Rusya tam da batının Suriye’ye saldıracağım dediği gün Reuters’e açıklama yaparak doğu Akdeniz’deki askeri gücüne takviye olarak 2 savaş gemisi daha göndereceğini ifade etti.

İran ise ABD'nin Suriye'ye saldırması halinde misilleme olarak İsrail'e saldıracağını açıkladı.

Bu gelişmeler, ABD’yi de batıyı da fazlasıyla korkuttu.

ABD başta olmak üzere batılı devletler birer birer açıklama yaparak saldırı düşüncelerinden vazgeçtiler.

Ortada yapayalnız kim kaldı her birlikte izledik; Türk hükümeti. Batı karakterini bir kez daha göstermiş oldu. Önce can sonra canan dedi; kullanıp da tuvaletin deliğine süpürdüğü uyduları gibi.

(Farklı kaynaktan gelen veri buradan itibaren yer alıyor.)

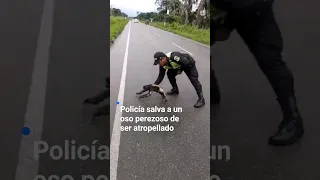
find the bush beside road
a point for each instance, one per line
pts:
(117, 25)
(187, 31)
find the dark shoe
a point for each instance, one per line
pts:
(174, 91)
(291, 127)
(201, 102)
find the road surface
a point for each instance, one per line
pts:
(76, 62)
(249, 112)
(181, 154)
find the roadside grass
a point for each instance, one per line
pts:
(187, 31)
(117, 25)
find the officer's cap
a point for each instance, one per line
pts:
(157, 56)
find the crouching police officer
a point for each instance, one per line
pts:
(255, 22)
(175, 63)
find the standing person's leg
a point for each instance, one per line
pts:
(214, 87)
(261, 33)
(193, 76)
(172, 73)
(220, 31)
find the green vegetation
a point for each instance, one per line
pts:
(118, 20)
(117, 25)
(191, 32)
(181, 20)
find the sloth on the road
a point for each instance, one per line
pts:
(155, 88)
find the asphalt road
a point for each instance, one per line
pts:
(183, 153)
(78, 63)
(249, 112)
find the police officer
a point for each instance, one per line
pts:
(255, 22)
(175, 63)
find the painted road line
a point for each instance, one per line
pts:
(182, 49)
(27, 168)
(116, 133)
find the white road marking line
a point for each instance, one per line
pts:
(27, 167)
(182, 49)
(116, 133)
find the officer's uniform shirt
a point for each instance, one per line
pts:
(177, 61)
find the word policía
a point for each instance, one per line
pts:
(142, 109)
(72, 151)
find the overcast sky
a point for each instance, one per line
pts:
(130, 7)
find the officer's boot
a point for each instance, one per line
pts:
(201, 101)
(174, 90)
(291, 127)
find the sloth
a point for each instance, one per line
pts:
(150, 88)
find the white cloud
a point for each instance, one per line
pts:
(130, 7)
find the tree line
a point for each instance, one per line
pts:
(117, 12)
(180, 11)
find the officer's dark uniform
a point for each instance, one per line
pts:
(255, 22)
(176, 63)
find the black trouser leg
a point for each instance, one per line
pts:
(172, 73)
(261, 33)
(214, 87)
(193, 76)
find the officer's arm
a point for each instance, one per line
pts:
(179, 58)
(162, 73)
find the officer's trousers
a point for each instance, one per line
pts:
(258, 28)
(192, 74)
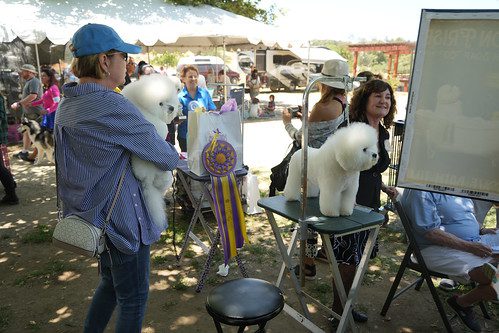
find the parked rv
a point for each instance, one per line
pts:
(289, 69)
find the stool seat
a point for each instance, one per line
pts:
(244, 302)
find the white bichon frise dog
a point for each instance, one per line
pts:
(156, 97)
(333, 169)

Türk hükümetinin bütün bu olup bitenlerden ders çıkarması gerekir.

Peki ders çıkartabilecek mi?

İnşallah demekle birlikte ümidimin olmadığını da ifade etmek zorundayım.

Neden mi?

Bugüne kadar özellikle Erdoğan’ın Büyük Ortadoğu Projesi kapsamında ABD’ye stratejik ortak olması neticesinde o kadar çok Müslüman mağdur oldu ki bunun haddi hesabı yoktur. Can kaybı, mal kaybı, ülkelerin tarumar olması ve daha niceleri.

Bu kadar yaşanandan sonra insanın kalbi ürperir. Ölenler Müslümanlardır; bunun tarafı olmaz. Fakat bunların kalbi bu acıyı hissetmiyor; bunların kalpleri mühürlü.

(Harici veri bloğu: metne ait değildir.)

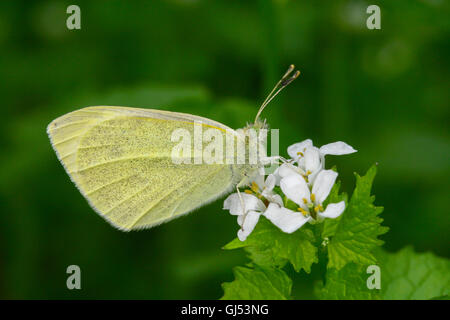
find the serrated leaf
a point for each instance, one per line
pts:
(259, 283)
(356, 235)
(349, 283)
(269, 246)
(410, 275)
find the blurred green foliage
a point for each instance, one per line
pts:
(385, 92)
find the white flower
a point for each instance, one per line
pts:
(248, 219)
(302, 180)
(264, 188)
(285, 219)
(310, 159)
(311, 202)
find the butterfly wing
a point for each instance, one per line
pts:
(121, 161)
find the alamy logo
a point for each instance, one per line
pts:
(374, 281)
(374, 20)
(74, 280)
(74, 20)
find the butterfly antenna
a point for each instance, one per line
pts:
(283, 83)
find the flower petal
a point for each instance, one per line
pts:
(294, 149)
(312, 159)
(323, 184)
(286, 169)
(276, 198)
(250, 221)
(333, 210)
(233, 203)
(295, 188)
(337, 148)
(287, 220)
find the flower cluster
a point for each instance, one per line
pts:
(294, 194)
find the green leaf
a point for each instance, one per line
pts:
(330, 225)
(414, 276)
(260, 283)
(349, 283)
(269, 246)
(356, 235)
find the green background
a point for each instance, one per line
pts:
(385, 92)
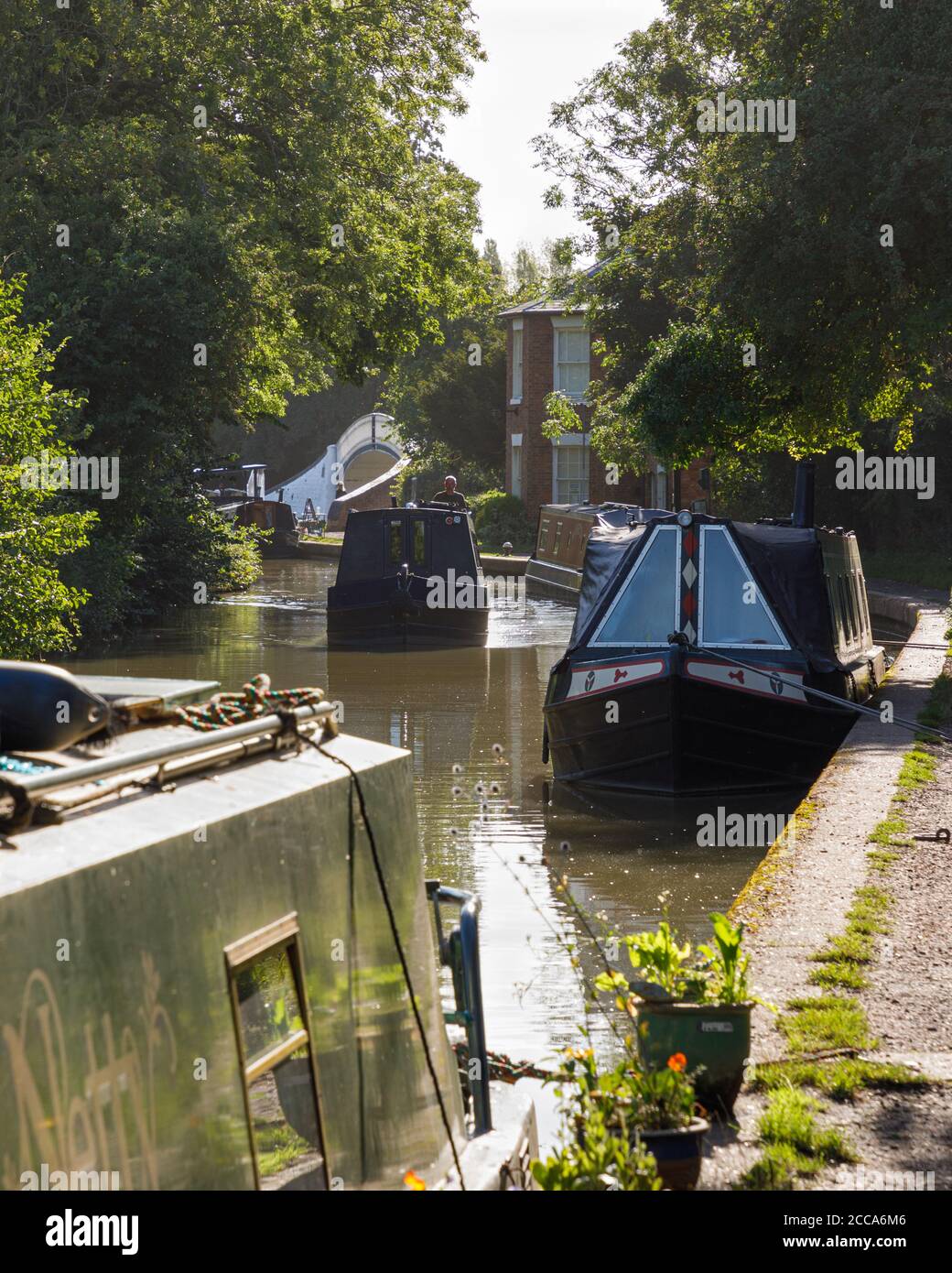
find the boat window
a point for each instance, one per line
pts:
(269, 1005)
(644, 610)
(395, 540)
(732, 610)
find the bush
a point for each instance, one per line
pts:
(499, 518)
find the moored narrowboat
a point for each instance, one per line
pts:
(218, 968)
(409, 577)
(695, 648)
(555, 567)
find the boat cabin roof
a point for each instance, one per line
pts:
(760, 586)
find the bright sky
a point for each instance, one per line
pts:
(537, 52)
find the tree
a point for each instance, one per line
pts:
(219, 205)
(38, 609)
(449, 400)
(809, 277)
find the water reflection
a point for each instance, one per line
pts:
(512, 844)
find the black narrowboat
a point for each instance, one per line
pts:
(697, 643)
(407, 577)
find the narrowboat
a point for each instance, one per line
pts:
(219, 966)
(555, 567)
(238, 495)
(407, 577)
(695, 648)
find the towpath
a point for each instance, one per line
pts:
(799, 898)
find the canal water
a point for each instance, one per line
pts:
(489, 821)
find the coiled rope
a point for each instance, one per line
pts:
(254, 699)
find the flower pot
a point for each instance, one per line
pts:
(716, 1040)
(678, 1152)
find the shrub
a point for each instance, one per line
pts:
(499, 518)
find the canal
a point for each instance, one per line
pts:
(472, 721)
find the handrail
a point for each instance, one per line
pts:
(460, 952)
(19, 795)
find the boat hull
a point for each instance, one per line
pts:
(680, 724)
(395, 623)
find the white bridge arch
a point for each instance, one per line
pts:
(367, 450)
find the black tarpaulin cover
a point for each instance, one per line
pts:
(786, 563)
(609, 548)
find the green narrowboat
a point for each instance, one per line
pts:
(219, 968)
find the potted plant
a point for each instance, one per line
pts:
(648, 1116)
(693, 1004)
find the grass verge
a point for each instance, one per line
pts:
(795, 1148)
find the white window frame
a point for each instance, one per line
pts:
(571, 323)
(722, 645)
(515, 442)
(676, 584)
(570, 440)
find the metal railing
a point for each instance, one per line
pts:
(460, 952)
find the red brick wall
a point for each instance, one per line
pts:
(527, 417)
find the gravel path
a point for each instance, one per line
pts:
(799, 897)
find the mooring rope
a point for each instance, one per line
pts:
(256, 698)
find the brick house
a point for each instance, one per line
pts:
(548, 348)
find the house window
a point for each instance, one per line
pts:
(570, 473)
(517, 362)
(571, 373)
(659, 486)
(269, 1004)
(515, 485)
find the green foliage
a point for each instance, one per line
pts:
(449, 400)
(841, 1079)
(502, 518)
(795, 1145)
(719, 976)
(745, 240)
(38, 611)
(310, 225)
(599, 1161)
(824, 1022)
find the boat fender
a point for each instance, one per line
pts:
(45, 708)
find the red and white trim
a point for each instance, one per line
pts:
(766, 682)
(602, 678)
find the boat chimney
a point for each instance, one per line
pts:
(804, 495)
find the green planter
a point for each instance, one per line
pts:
(678, 1154)
(717, 1039)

Yetmedi İsrail ile ABD ve haçlı orduları ile birlikte Müslümana saldırıyorlar bunu görmüyorlar; bunların gözlerinin üzerine perde inmiş.

Sadece Türkiye’ye iltica etmiş 500 bin Suriyeli var. Ne bunların ne de Suriye’de yaşayanların yarın garantisi yok. Bunların feryadını duymuyorlar. Kendilerine yapılan ikazları işitmiyorlar. Bunların kulakları da mühürlenmiş.

Peki, bunların akıbeti ne mi olacak?

Prof. Dr. Haydar Baş Erdoğan hakkında mayıs ayında mersinde yapılan Milli Kahramanlar programında Erdoğan’a hitaben Şerif Hüseyin'in (Ürdün kralı Abdullah’ın dedesi) kaderini yaşayacaksın, demişti. Birçok kereler kendisini ikaz ettiğini fakat söz dinlemediğini ifade ederek Batılılar ile ittifak eden Şerif Hüseyin’in bizzat batılılar eliyle yok edilip gittiğinin altını çizmişti.

Ne diyelim tarih bir kez daha tekerrür ediyor.